In March 2025, funding for that study and others was cut by the National Institutes of Health (NIH). The Yale LGBTQ Mental Health Initiative lost all eight of its federal NIH grants and contracts totaling about $5 million.
“There was no precedent for this,” said Pachankis, the David R. Kessler, M.D. '55 Professor of Public Health, professor of psychology and professor of psychiatry. “The NIH has historically honored its contracts, even as political winds shift. This time, all of our funding was abruptly cut, solely because our work focused on LGBTQ+ people.”

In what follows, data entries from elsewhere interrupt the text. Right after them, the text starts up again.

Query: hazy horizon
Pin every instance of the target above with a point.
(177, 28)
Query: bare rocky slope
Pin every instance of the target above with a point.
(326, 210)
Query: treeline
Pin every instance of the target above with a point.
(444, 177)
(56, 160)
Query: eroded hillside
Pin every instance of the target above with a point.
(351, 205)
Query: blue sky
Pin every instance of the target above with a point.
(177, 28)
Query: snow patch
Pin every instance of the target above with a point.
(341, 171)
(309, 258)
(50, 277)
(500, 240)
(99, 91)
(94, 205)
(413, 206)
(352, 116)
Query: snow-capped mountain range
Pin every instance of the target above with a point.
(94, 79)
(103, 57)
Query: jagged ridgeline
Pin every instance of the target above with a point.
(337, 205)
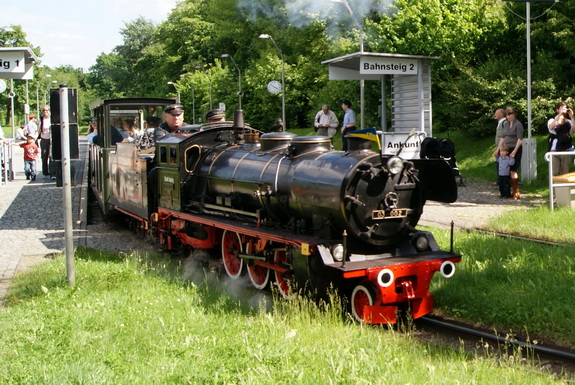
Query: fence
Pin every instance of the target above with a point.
(550, 157)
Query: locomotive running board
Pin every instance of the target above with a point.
(358, 269)
(274, 235)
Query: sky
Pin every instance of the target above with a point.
(75, 32)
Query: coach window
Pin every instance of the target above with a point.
(192, 157)
(173, 155)
(163, 154)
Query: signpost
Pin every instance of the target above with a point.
(529, 158)
(66, 183)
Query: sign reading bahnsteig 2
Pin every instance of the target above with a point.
(387, 66)
(12, 62)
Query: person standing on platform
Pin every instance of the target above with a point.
(501, 116)
(560, 128)
(512, 136)
(348, 122)
(31, 152)
(45, 137)
(325, 122)
(31, 127)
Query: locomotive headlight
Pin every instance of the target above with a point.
(337, 252)
(385, 278)
(421, 243)
(447, 269)
(395, 165)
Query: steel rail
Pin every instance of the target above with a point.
(538, 349)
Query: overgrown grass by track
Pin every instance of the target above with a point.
(126, 323)
(508, 284)
(538, 223)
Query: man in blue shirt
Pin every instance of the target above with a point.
(348, 122)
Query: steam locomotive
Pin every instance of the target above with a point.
(285, 209)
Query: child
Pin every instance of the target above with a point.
(31, 152)
(503, 179)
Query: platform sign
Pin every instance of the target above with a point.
(409, 144)
(17, 63)
(377, 65)
(12, 62)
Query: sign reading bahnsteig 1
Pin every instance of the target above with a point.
(387, 66)
(12, 62)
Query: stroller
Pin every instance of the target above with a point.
(433, 148)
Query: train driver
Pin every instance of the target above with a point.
(173, 121)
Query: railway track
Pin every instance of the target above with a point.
(521, 238)
(560, 360)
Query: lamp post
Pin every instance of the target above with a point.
(209, 82)
(361, 81)
(266, 36)
(239, 79)
(177, 90)
(47, 87)
(182, 76)
(38, 95)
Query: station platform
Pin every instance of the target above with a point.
(32, 216)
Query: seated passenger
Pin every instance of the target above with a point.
(130, 129)
(173, 121)
(213, 116)
(146, 140)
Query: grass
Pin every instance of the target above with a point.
(508, 284)
(126, 323)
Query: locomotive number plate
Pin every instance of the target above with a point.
(394, 213)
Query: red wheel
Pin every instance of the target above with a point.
(231, 247)
(284, 281)
(260, 276)
(360, 297)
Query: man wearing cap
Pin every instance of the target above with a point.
(32, 127)
(348, 122)
(325, 122)
(173, 121)
(48, 169)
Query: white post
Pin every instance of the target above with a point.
(66, 184)
(528, 159)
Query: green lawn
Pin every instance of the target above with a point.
(126, 323)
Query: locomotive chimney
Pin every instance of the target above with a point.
(239, 126)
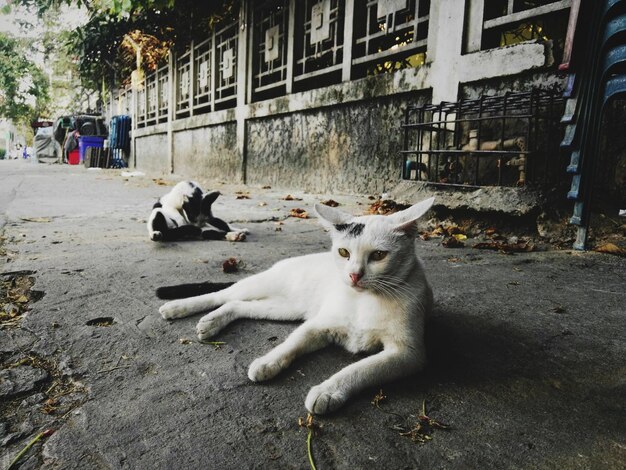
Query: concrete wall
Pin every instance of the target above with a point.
(208, 153)
(151, 153)
(345, 136)
(350, 148)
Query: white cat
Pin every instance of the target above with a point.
(369, 294)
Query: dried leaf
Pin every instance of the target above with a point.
(386, 206)
(299, 213)
(611, 249)
(520, 247)
(37, 219)
(452, 242)
(231, 265)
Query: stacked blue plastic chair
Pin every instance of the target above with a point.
(119, 140)
(597, 76)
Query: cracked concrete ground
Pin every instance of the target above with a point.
(527, 352)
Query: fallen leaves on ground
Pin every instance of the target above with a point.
(453, 242)
(611, 249)
(41, 220)
(386, 206)
(419, 428)
(313, 428)
(299, 213)
(231, 265)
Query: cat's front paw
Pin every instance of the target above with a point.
(173, 309)
(323, 399)
(209, 326)
(261, 369)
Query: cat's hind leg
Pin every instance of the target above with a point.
(264, 309)
(255, 287)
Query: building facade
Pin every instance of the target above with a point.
(311, 93)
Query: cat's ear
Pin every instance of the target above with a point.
(405, 221)
(329, 216)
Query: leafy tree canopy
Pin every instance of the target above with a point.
(103, 47)
(23, 85)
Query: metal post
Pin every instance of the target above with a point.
(348, 27)
(242, 74)
(171, 108)
(290, 37)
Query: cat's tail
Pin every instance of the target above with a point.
(190, 290)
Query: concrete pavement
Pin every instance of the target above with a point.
(527, 351)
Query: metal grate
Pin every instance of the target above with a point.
(507, 140)
(183, 84)
(507, 22)
(163, 93)
(388, 29)
(319, 50)
(151, 99)
(269, 43)
(226, 45)
(203, 68)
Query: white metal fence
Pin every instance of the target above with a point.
(297, 45)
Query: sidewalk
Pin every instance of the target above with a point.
(527, 351)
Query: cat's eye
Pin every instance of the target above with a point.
(378, 255)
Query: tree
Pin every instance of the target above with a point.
(104, 57)
(23, 85)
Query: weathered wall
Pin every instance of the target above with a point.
(151, 153)
(208, 152)
(352, 148)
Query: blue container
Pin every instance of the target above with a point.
(119, 137)
(85, 141)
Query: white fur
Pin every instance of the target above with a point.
(383, 313)
(175, 216)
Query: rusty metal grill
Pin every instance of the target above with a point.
(507, 140)
(390, 29)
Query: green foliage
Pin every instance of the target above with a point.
(101, 54)
(23, 85)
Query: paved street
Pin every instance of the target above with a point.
(527, 352)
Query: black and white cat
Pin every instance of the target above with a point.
(185, 212)
(368, 294)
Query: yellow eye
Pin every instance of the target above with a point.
(378, 255)
(344, 253)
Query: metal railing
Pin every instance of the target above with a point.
(297, 45)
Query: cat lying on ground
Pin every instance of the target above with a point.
(185, 212)
(368, 294)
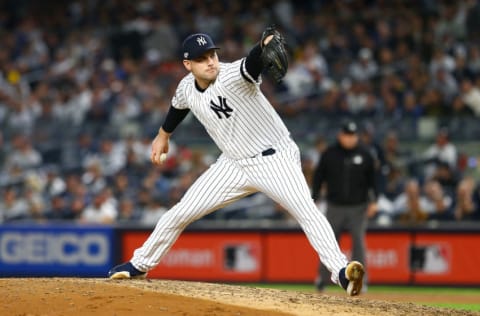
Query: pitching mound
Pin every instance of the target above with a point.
(70, 296)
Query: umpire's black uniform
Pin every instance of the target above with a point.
(348, 170)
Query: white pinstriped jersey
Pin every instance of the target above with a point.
(234, 111)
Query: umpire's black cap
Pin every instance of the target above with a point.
(349, 127)
(196, 45)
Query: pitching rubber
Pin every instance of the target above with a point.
(354, 273)
(126, 275)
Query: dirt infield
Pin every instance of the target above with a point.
(70, 296)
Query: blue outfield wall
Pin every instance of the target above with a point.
(30, 250)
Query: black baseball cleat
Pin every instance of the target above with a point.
(126, 271)
(351, 278)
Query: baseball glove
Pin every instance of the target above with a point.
(274, 55)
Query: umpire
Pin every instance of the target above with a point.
(348, 171)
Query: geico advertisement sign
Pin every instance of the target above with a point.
(48, 248)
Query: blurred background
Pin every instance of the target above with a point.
(85, 85)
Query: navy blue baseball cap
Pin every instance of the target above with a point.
(196, 45)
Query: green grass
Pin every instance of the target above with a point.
(391, 289)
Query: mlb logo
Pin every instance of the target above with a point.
(430, 259)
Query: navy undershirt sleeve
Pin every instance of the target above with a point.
(173, 118)
(253, 62)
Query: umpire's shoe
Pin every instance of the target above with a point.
(126, 271)
(351, 278)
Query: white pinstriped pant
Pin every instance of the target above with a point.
(279, 176)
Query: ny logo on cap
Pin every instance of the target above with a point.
(201, 41)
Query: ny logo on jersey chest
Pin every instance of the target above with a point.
(221, 108)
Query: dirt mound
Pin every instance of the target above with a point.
(70, 296)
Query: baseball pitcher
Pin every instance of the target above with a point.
(258, 153)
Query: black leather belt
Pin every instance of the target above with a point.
(268, 152)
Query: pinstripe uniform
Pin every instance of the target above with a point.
(257, 155)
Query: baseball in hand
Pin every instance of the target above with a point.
(163, 157)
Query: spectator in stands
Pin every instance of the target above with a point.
(152, 211)
(471, 95)
(102, 209)
(460, 108)
(127, 211)
(465, 207)
(23, 154)
(443, 150)
(409, 207)
(58, 209)
(365, 67)
(13, 206)
(437, 204)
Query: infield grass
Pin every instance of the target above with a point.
(393, 290)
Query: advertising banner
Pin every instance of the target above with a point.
(438, 258)
(208, 256)
(397, 257)
(388, 256)
(50, 250)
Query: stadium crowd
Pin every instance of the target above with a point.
(85, 85)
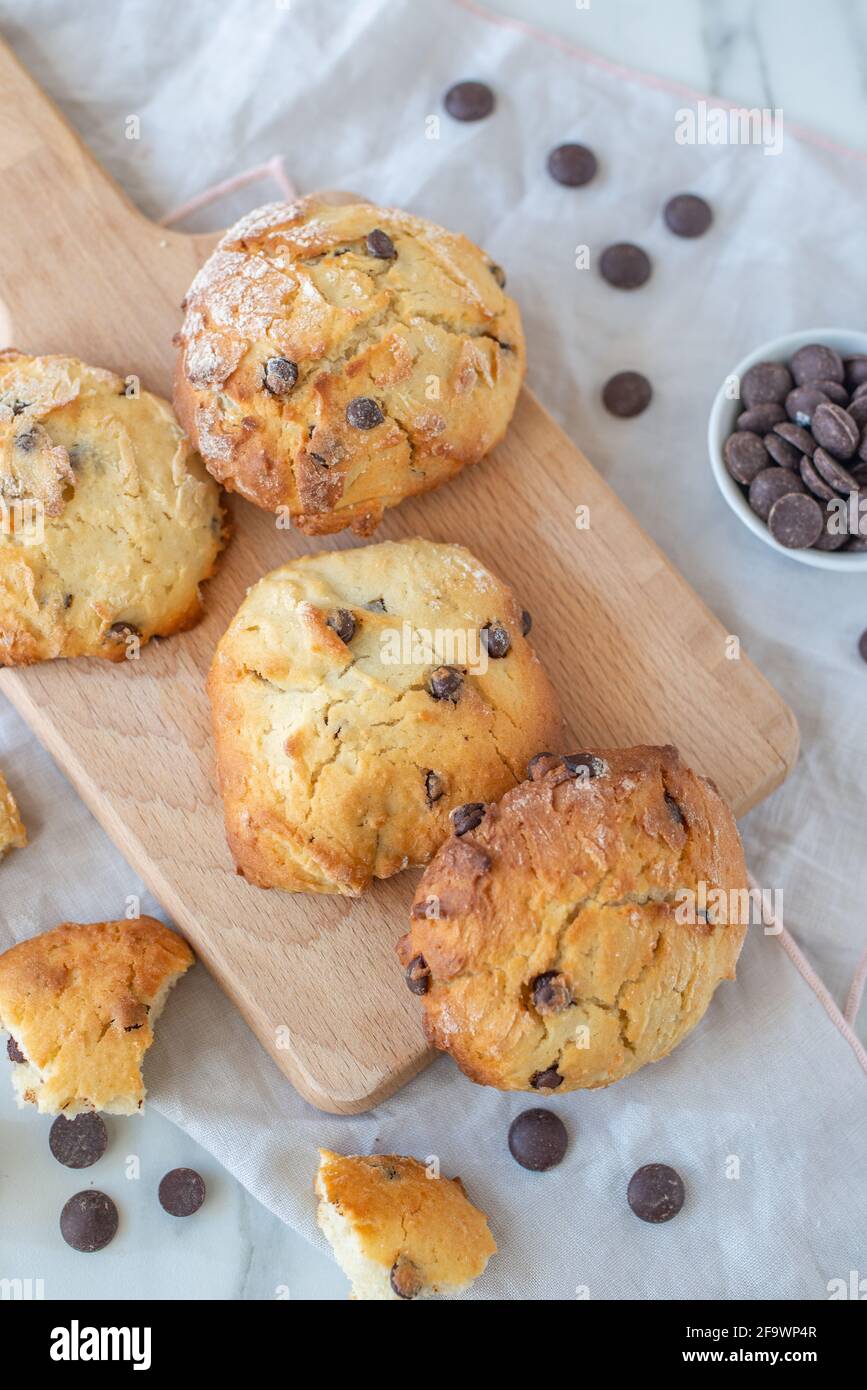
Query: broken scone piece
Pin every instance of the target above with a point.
(81, 1004)
(398, 1232)
(13, 836)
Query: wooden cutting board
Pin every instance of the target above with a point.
(635, 655)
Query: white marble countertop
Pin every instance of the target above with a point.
(807, 59)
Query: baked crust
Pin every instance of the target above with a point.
(553, 940)
(428, 334)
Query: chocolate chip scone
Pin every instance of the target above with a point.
(399, 1232)
(359, 698)
(110, 521)
(336, 359)
(81, 1004)
(564, 941)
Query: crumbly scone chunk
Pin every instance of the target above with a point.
(553, 948)
(396, 1230)
(110, 521)
(13, 836)
(304, 310)
(81, 1004)
(352, 712)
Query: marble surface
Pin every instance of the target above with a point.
(809, 59)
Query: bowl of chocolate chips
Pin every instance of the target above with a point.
(788, 445)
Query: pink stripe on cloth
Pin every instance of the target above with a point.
(273, 168)
(806, 970)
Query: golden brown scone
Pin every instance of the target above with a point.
(354, 705)
(81, 1004)
(335, 360)
(549, 945)
(13, 836)
(110, 521)
(396, 1232)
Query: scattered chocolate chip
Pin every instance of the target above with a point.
(627, 394)
(467, 818)
(550, 993)
(445, 683)
(78, 1141)
(835, 430)
(89, 1221)
(585, 765)
(496, 640)
(769, 485)
(468, 100)
(363, 413)
(624, 266)
(571, 164)
(538, 1140)
(816, 362)
(796, 520)
(405, 1278)
(745, 456)
(281, 375)
(381, 245)
(343, 623)
(687, 214)
(181, 1191)
(656, 1193)
(546, 1080)
(417, 976)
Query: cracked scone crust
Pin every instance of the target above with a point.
(396, 1232)
(557, 961)
(336, 765)
(81, 1004)
(131, 520)
(425, 334)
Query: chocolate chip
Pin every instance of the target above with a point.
(363, 413)
(816, 362)
(381, 245)
(769, 485)
(656, 1193)
(78, 1141)
(468, 100)
(182, 1191)
(434, 787)
(538, 1140)
(627, 394)
(281, 375)
(624, 266)
(766, 381)
(89, 1221)
(687, 214)
(546, 1080)
(585, 766)
(763, 417)
(496, 640)
(835, 430)
(445, 683)
(405, 1278)
(343, 623)
(571, 164)
(802, 402)
(417, 976)
(550, 993)
(467, 818)
(745, 456)
(796, 520)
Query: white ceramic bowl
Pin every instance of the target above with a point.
(724, 413)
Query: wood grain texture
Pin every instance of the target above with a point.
(632, 651)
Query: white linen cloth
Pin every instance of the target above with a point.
(343, 91)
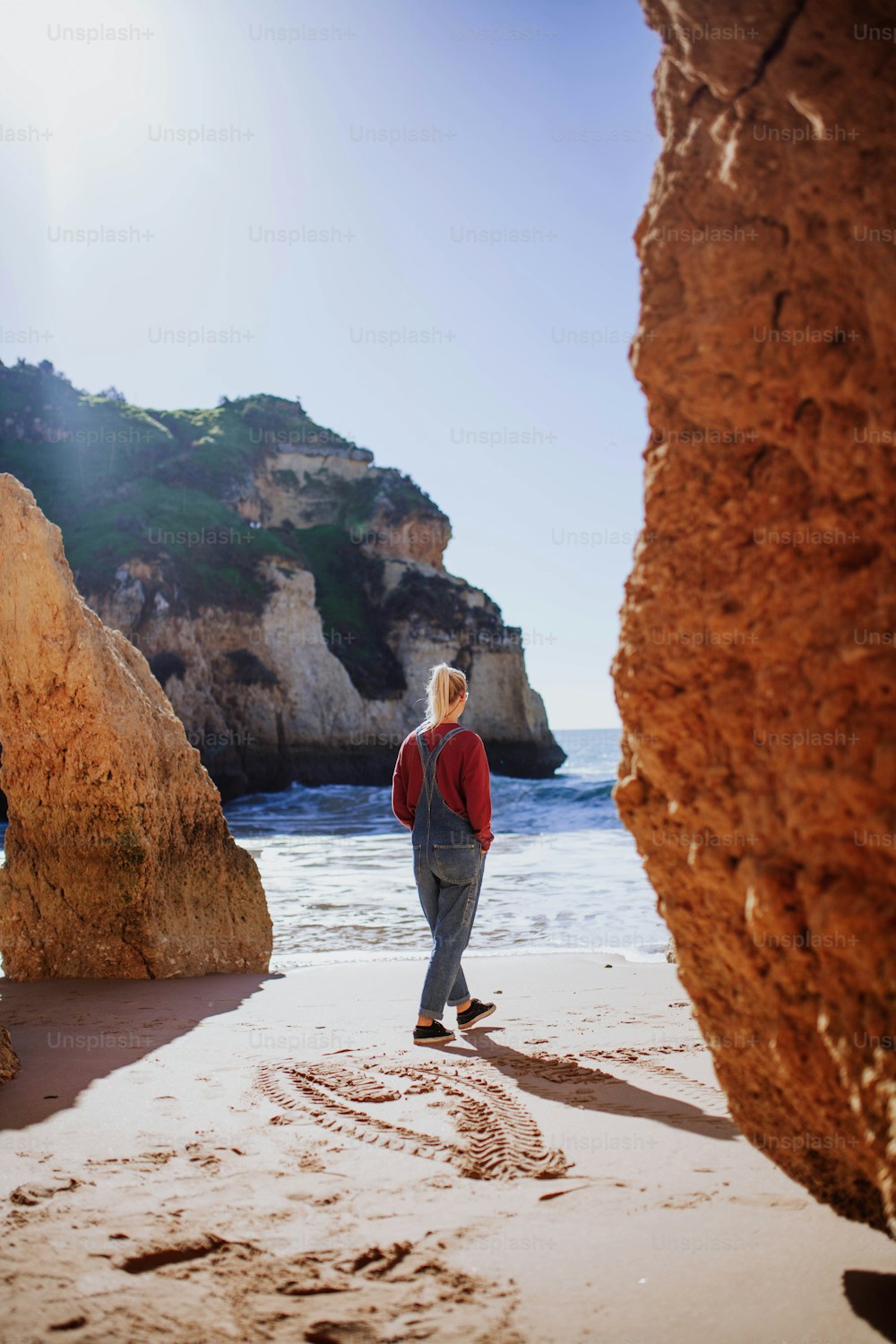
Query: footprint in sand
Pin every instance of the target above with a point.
(497, 1137)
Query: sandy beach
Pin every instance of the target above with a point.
(246, 1158)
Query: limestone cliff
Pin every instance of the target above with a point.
(755, 672)
(288, 593)
(118, 860)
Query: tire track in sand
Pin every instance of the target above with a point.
(497, 1136)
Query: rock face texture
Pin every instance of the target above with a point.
(289, 594)
(8, 1058)
(118, 857)
(755, 674)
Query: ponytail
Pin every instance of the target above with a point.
(443, 690)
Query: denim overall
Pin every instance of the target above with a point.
(447, 870)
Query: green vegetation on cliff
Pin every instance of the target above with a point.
(163, 487)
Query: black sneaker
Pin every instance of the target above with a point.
(476, 1012)
(433, 1035)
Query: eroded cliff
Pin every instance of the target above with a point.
(288, 593)
(755, 672)
(118, 860)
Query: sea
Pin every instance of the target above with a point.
(562, 874)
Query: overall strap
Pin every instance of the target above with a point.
(429, 760)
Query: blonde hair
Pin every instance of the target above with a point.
(443, 690)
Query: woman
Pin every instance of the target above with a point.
(441, 792)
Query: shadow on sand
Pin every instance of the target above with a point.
(70, 1032)
(872, 1297)
(591, 1089)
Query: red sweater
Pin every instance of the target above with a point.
(461, 774)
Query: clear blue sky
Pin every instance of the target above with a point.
(427, 137)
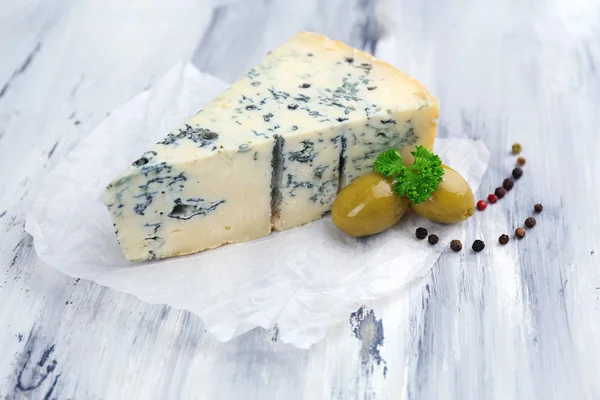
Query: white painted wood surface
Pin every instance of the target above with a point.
(519, 321)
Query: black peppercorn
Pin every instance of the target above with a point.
(478, 245)
(530, 222)
(456, 246)
(500, 192)
(508, 184)
(517, 173)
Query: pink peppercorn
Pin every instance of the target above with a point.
(481, 205)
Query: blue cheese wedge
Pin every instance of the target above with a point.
(271, 152)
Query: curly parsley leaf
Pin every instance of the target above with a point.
(418, 181)
(389, 163)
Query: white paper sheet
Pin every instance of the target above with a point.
(303, 280)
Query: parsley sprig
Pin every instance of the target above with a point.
(418, 181)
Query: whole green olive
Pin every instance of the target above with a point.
(367, 206)
(452, 202)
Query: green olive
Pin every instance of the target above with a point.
(453, 201)
(367, 206)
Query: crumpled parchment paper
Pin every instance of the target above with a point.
(302, 280)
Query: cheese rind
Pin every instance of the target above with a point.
(272, 151)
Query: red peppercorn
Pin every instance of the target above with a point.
(492, 198)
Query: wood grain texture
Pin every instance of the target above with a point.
(519, 321)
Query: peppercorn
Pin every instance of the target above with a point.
(517, 148)
(530, 222)
(517, 173)
(456, 246)
(478, 245)
(492, 198)
(481, 205)
(500, 192)
(433, 239)
(421, 233)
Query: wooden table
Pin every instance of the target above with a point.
(519, 321)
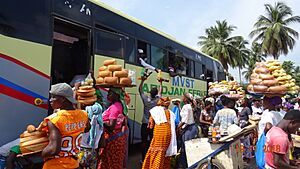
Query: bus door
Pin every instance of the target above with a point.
(71, 52)
(132, 119)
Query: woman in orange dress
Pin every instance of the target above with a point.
(163, 144)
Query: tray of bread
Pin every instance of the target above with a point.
(33, 140)
(270, 79)
(113, 75)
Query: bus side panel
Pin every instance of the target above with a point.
(24, 77)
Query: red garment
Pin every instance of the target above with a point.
(276, 142)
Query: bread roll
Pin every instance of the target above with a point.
(85, 87)
(36, 133)
(121, 73)
(114, 68)
(33, 148)
(105, 73)
(262, 70)
(255, 81)
(31, 128)
(272, 82)
(99, 80)
(266, 76)
(260, 88)
(103, 68)
(88, 102)
(111, 80)
(34, 141)
(87, 98)
(125, 81)
(254, 76)
(109, 62)
(277, 89)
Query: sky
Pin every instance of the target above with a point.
(186, 20)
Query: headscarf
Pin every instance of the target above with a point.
(164, 102)
(95, 109)
(121, 93)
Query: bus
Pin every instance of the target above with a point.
(50, 41)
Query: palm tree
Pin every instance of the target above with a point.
(289, 67)
(273, 32)
(256, 55)
(242, 55)
(218, 43)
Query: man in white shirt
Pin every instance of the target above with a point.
(256, 107)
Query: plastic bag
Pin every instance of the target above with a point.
(259, 153)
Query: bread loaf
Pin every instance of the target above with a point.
(256, 81)
(121, 73)
(103, 68)
(36, 133)
(270, 82)
(100, 80)
(114, 68)
(266, 76)
(88, 102)
(105, 73)
(109, 62)
(34, 148)
(125, 81)
(277, 89)
(262, 70)
(111, 80)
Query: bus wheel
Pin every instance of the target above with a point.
(214, 162)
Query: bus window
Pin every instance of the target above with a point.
(143, 51)
(198, 71)
(158, 58)
(109, 44)
(177, 62)
(130, 50)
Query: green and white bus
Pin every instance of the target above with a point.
(43, 42)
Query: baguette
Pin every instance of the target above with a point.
(33, 148)
(103, 68)
(109, 62)
(99, 80)
(105, 73)
(111, 80)
(125, 81)
(34, 141)
(36, 133)
(114, 68)
(121, 73)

Clinical trials halted midstream, leaving research participants, many of whom were receiving treatment for major depressive disorder or substance dependence, without care. Blood samples collected for a different study—one of the few longitudinal studies to analyze markers of inflammation in the blood of LGBTQ+ individuals and how they might affect mental health outcomes—could no longer be analyzed. “We had to make quick, painful decisions about what we could salvage,” Pachankis said.
He reached out to Jamie Marks, a Yale College alumnus and founder of The Constellation Project, a nonprofit focused on building family support for LGBTQ+ youth. Marks had partnered with Pachankis to recruit participants for the research on the importance of family support and empathy.
“When I told Jamie that the study had been cut, he immediately offered to support the continuation of the work,” Pachankis said. “His gift has saved this study.”
Dr. Kirsty Clark, PhD, MPH ‘16, a former student who continues to collaborate with Pachankis, said she was devastated to learn about the funding cuts. An assistant professor at Vanderbilt University, Clark also is an expert in LGBTQ+ youth mental health.